Gogo, a leading aircraft communications service provider to the global aviation industry, announces the next step in its technology roadmap for global connectivity - 2Ku. Gogo expects this new technology to outperform other global connectivity solutions currently available in the market. Japan Airlines is expected to be among the first to trial this advanced technology.
This new technology will utilise the same low-profile antennas as Gogo’s Ground to Orbit (GTO) technology, which will be deployed for aircraft flying in North America; however, instead of utilising Gogo’s Air to Ground solution for the return link to the ground, 2Ku will have two low-profile, high efficiency Ku-band satellite antennas. The new technology will deliver peak speeds to the aircraft of more than 70 Mbps.

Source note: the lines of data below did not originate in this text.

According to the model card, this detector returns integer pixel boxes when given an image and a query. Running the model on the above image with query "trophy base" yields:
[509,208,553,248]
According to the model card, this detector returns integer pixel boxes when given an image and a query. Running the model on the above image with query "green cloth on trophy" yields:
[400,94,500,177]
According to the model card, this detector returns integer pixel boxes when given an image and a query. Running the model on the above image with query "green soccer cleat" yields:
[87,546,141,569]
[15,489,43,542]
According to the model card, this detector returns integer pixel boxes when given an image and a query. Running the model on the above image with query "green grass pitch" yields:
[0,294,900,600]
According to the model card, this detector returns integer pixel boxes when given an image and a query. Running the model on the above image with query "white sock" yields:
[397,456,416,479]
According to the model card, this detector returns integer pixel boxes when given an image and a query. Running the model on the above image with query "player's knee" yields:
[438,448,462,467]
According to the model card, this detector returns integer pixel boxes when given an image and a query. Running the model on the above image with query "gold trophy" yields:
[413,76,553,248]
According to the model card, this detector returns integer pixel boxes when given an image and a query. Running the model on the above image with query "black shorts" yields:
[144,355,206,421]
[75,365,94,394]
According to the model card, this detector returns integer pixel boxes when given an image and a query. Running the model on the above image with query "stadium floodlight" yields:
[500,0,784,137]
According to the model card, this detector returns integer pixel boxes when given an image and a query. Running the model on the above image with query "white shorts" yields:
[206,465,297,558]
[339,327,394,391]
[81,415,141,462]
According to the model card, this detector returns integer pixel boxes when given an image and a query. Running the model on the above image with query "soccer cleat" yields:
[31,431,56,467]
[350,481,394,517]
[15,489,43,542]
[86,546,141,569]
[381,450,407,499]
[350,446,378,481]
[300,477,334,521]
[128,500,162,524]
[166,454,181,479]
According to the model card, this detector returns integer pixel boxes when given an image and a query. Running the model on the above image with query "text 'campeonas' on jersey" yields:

“Gogo has proven time and again that it’s the leader in developing and operationalising new technologies for the aero market. 2Ku is the next step in our technological evolution and is a ground breaking new technology for the global commercial aviation market,” said Gogo’s president and CEO, Michael Small. “When we launched our in-flight Internet service five years ago, we were able to deliver peak speeds to the aircraft of 3.1 Mbps through our ATG network. About a year ago, we began deployment of our next generation ATG-4 service, which took peak speeds to 9.8 Mbps. Our GTO solution takes the peak speed to 70 Mbps in the U.S. and 2Ku brings 70 Mbps to the rest of the world.”
The advantages of the 2Ku antenna are significant. The antenna is approximately two times more spectrally efficient than other antennas in the commercial aviation market, which means it will produce more bandwidth at less cost. The spectral efficiency also makes it the most TV friendly solution in the market. The antenna itself is only 4.5 inches tall, which reduces drag on the aircraft compared to other satellite solutions. 2Ku’s performance benefits will be even more dramatic in the tropical regions of the globe where other satellite solutions degrade significantly due to restrictions associated with operating at high skew angles.
The 2Ku antenna and its increased spectral efficiency are compatible with today’s Ku satellites and future Ku satellites, including future spot beam satellites. Because the antenna can be used with any Ku-satellite, it avoids the single point of failure that comes with reliance on a single satellite for connectivity in a given region, and offers airlines much desired redundancy and reliability.
“We anticipate that this technology will deliver peak speeds of 70 Mbps to the plane when initially launched and more than 100 Mbps when new spot beam satellite technologies become available,” added Gogo’s chief technology officer, Anand Chari.
Gogo expects the new service to be available for the commercial aviation market in mid-2015.